There are many different classifications for diagnosis. The key is to try to identify Asperger’s or autism as early as possible.

Currently either a paediatrician or child psychiatrist with an interest in pervasive developmental disorders can diagnose Asperger’s or autism. Trained clinical psychologists can also be involved. Many well developed departments have multidisciplinary teams to examine the various areas e.g. language.

A basic screening checklist for doctors and other health professionals has been devised to try to identify Asperger’s and autism at an early stage. This is called the CHAT or Checklist for Autism in Toddlers. The checklist is used around the 18 month developmental check up.

The test attempts to identify some of the following symptoms:

  • noticeable impairments in behaviour, such as lack of eye-to-eye contact, facial expression, body posture, and gestures to regulate social interaction
  • failure to make friends amongst peers
  • a lack of spontaneous desire to share enjoyment, interests or achievements with other people
  • lack of social involvement - not actively participating in simple social play or games, preferring solitary activities
  • persistent preoccupation with parts of objects

The most detailed diagnostic tool for Asperger’s and Autism is that from the American Psychiatric Association called the Diagnostic and Statistical Manual (DSM). A similar scheme is available from the World Health Organisation called the International Classification of Disease (ICD).

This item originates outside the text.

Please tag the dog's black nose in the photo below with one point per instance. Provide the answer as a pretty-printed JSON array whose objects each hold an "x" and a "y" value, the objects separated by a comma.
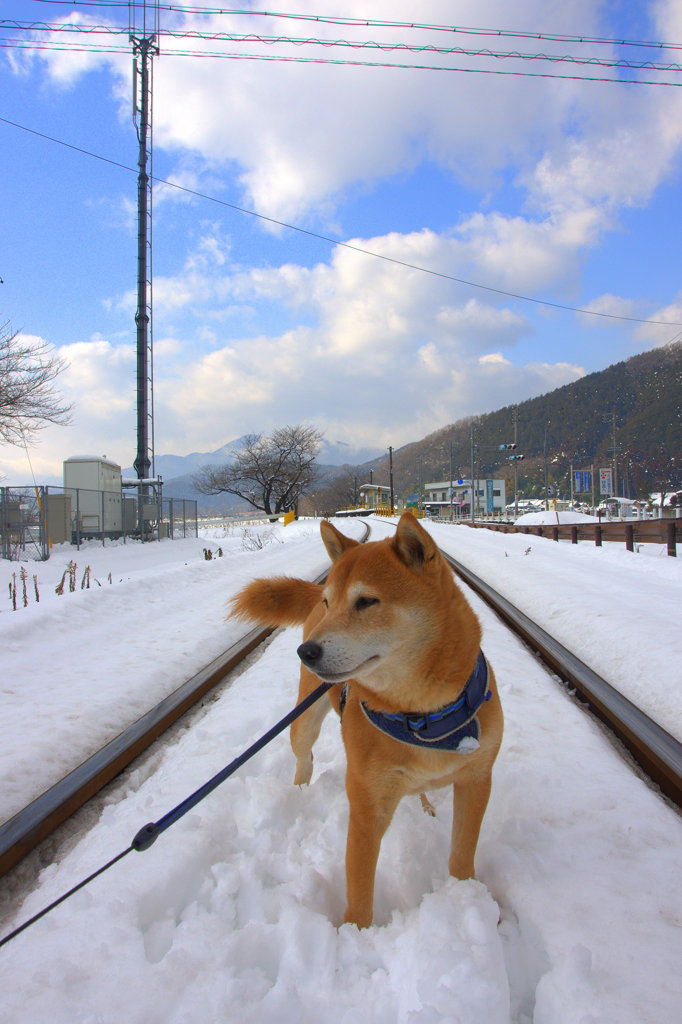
[{"x": 309, "y": 652}]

The diagnosis of Asperger’s is based on the assessment of a number of the following behavioural symptoms:

  • The condition results in the impairment in social interaction, such as the failure to develop peer relationships.
  • The condition results in repetitive patterns of behaviour, such as inflexible adherence to specific, non-functional routines or rituals
  • The condition must impair in social, occupational, or other important activities.
  • The symptoms are not caused by clinically significant general delay in language.
  • The symptoms are not caused by a clinically significant delay in cognitive development or in the development of age-appropriate self-help skills.
  • The symptoms should not be exclusively or directly caused by other mental disorders (e.g. pervasive developmental disorder, schizophrenia)

If subjects show positive responses to a set number of questions in the diagnosis tool, then they would then satisfy the criteria for a diagnosis of Asperger’s.

Autism

Similarly, the diagnosis of autism is based on the assessment of a number of similar behavioural symptoms including.

  • Some symptoms of the condition need to have been evident from before 3 years of age
  • The condition results in the impairment of social interaction, such as the inability to utilise nonverbal behaviours such as eye-to-eye gaze, facial expression, body posture, and gestures to regulate social interaction.
  • The condition impairs communication, such as a delay in, or lack of development of spoken language, accompanied by no attempt to compensate through alternative modes of communication such as gesture or mime.
  • The symptoms include repetitive patterns of behaviour, interests and activities, such as repetitive mannerisms like hand or finger flapping or twisting, or complex whole-body movements.